Three couples were wed in 1843. Clarinda Brown married Alfred Shook on April 8, 1843, with Rev. Abner Chastain as officiant. John Solomon Brown married Sary (Sarah) Twiggs on September 3, 1843, with Lindsey Gaddis, JP, performing the ceremony. Elizabeth Brown married B. D. Beaver on October 5, 1843, with William Poteat, JP, the officiant.

James Brown and Lisa Roper chose May 19, 1844 as their wedding day, with David Thompson, JP, performing their ceremony.

Malinda Brown married John C. Patton on January 4, 1845. The Rev. D. D. Roach performed their ceremony.

Two Brown marriages occurred in 1846. Martha Brown and Joseph Stevens chose Valentine’s Day, February 14 as their wedding day, with the Rev.

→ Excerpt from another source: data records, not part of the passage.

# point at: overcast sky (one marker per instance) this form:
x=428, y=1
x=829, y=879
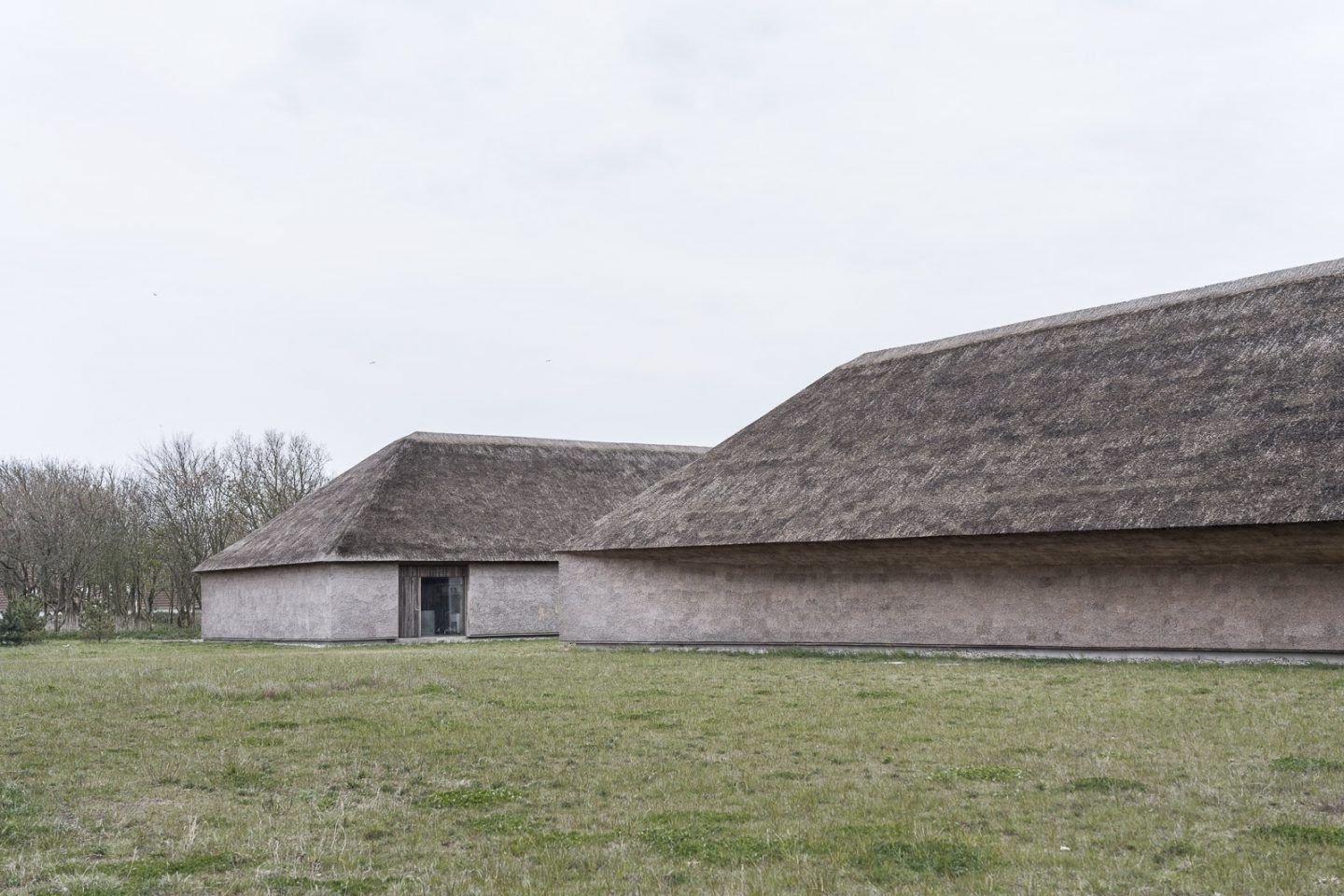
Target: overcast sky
x=611, y=220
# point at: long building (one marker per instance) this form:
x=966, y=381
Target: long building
x=1160, y=474
x=434, y=535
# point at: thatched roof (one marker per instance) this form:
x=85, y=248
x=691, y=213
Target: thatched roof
x=1218, y=406
x=439, y=497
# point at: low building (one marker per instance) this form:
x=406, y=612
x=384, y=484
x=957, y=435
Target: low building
x=1160, y=474
x=434, y=535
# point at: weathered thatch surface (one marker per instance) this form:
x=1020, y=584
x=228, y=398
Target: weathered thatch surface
x=1219, y=406
x=437, y=497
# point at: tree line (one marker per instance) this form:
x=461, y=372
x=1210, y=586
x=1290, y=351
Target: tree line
x=77, y=535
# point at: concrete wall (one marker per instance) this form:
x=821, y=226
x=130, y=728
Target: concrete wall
x=512, y=598
x=1102, y=606
x=311, y=602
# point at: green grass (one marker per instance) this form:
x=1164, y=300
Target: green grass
x=530, y=767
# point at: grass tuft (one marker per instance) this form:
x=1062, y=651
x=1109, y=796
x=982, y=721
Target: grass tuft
x=469, y=797
x=1297, y=833
x=710, y=837
x=1103, y=785
x=889, y=861
x=1307, y=763
x=979, y=773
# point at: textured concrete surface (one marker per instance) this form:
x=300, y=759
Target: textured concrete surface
x=1155, y=608
x=512, y=598
x=309, y=602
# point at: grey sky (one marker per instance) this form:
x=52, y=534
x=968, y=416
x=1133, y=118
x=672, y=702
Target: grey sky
x=610, y=220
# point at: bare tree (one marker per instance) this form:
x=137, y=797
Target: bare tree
x=74, y=534
x=269, y=474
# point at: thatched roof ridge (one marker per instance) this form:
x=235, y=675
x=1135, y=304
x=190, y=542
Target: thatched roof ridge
x=440, y=497
x=468, y=438
x=1216, y=406
x=1092, y=315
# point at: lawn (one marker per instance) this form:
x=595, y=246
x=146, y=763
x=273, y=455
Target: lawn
x=528, y=766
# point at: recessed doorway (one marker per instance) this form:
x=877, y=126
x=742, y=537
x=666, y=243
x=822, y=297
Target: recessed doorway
x=433, y=601
x=442, y=606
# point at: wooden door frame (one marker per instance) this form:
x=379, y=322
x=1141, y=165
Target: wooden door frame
x=409, y=589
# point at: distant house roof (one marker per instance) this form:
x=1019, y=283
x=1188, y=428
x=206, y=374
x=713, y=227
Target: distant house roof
x=1216, y=406
x=445, y=497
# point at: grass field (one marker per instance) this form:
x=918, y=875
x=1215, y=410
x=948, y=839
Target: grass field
x=140, y=767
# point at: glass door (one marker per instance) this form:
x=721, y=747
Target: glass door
x=442, y=606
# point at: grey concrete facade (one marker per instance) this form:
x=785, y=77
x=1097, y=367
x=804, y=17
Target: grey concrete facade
x=319, y=602
x=308, y=602
x=512, y=599
x=1219, y=606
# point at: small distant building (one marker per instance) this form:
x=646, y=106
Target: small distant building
x=1160, y=474
x=433, y=535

John Corn officiating. Emily Brown and James Cathey were married May 25 with the Rev. John Corn also marrying this couple.

Peggie Brown married Henry A. Lyons on September 17, 1847 with the Rev. John Corn as officiant.

April 2, 1848 was the date chosen by Rebecca Jane Brown and John Daniel for their wedding day. They secured Charles Crumley, Justice of the Peace, for their ceremony.

Three Brown marriages were recorded in 1849. On January 13 Mary A. Brown married John Thomas with H. J. Sparks, JP, officiating. On April 4, Sabry Adaline Brown married Hugh Seay with the Rev. Elisha Hunt officiating. On July 22, Robert Brown and Elizabeth Ann Carter were married by the Rev. Elisha Hunt.

Before 1850, nineteen young Browns were joined in holy matrimony in Union County. Space precludes my listing the 40 other Brown marriages that occurred between 1850 and 1897. My resource for this information came from the book, Union County Marriage Records, 1833-1897 (c1992) compiled and published by Viola H. Jones, extracted from Union County marriage records at the Georgia State Archives.